Let $A\subseteq \mathbb{R}^n$. If we mark:

$$A_k=\{\sum^k_{i=1}\lambda_i a_i: \sum^k_{i=1} \lambda_i=1,a_i\in A, \lambda_i \geq 0 \}$$

Then we want to show that:

$$A_{n+1}=C(A)$$

Where $C(A)$ is the convex hull of $A$.

Answer 1

It is known that the convex hull is the same as the set of all convex combinations. In other words:

$$\bigcup_{i=1}^{\infty} A_i = C(A)$$

In addition it is obvious that for all $k$ we have $A_k \subseteq A_{k+1}$ because we can always set $\lambda_{k+1}=0$. We will now prove that if $k>n+1$ then $A_k\subseteq A_{k-1}$.

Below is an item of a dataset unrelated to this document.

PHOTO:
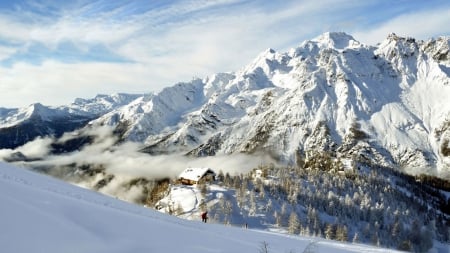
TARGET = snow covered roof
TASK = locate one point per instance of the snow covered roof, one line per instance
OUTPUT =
(195, 174)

Let $v\in A_k$. In other words we have some convex combinations s.t. $$\sum_{i=1}^{k}\lambda_ia_i=v,\ \sum_{i=1}^k\lambda_i=1, \ \lambda_i\geq1$$ We can express the first two conditions using the following linear equation:

$$ \begin{pmatrix} | & & | \\ a_1 & \cdots & a_k \\ | & & | \\ 1 & \cdots & 1 \end{pmatrix} \cdot \begin{pmatrix} x_1 \\ \vdots \\ x_k \end{pmatrix} = \begin{pmatrix} v_1 \\ \vdots \\ v_{n} \\ 1 \end{pmatrix}$$ Then the above system of linear equations has a solution $\lambda$ s.t. $\lambda_i\geq0$. Now, let $\Lambda$ be the solution space of the above linear equation. Said solution space is path connected. Now notice that the system of linear equations above has $k$ variables and $n+1<k$ equations. Thus because it has a solution it has at least one degree of freedom. That means we can create another solution $\Delta$ that has $\Delta_i < 0$ for some coordinate. Because $\Lambda$ is path connected we have a path $\gamma$ s.t. $$\gamma(0)=\lambda, \ \gamma(1)=\Delta$$ Now build the continuous function: $$f(v)=\min\{v_1, \cdots, v_k\}$$ And now $f(\gamma(0)) \geq 0$ and $f(\gamma(1)) < 0$ Thus exists $f(\gamma(t))=0$ but then $s=\gamma(t)\in \Lambda$ is a solution to the system of linear equations above s.t. $s_i\geq 0$ and exists $s_j=0$. This means that $v$ can be built as a convex combination of $k-1$ vectors using the values of $s$ as coefficients ignoring the one vector that has $s_j=0$.

Finally:

$$C(A) = \bigcup_{i=1}^{\infty} A_i = \bigcup_{i=1}^{n+1} A_i = A_{n+1}$$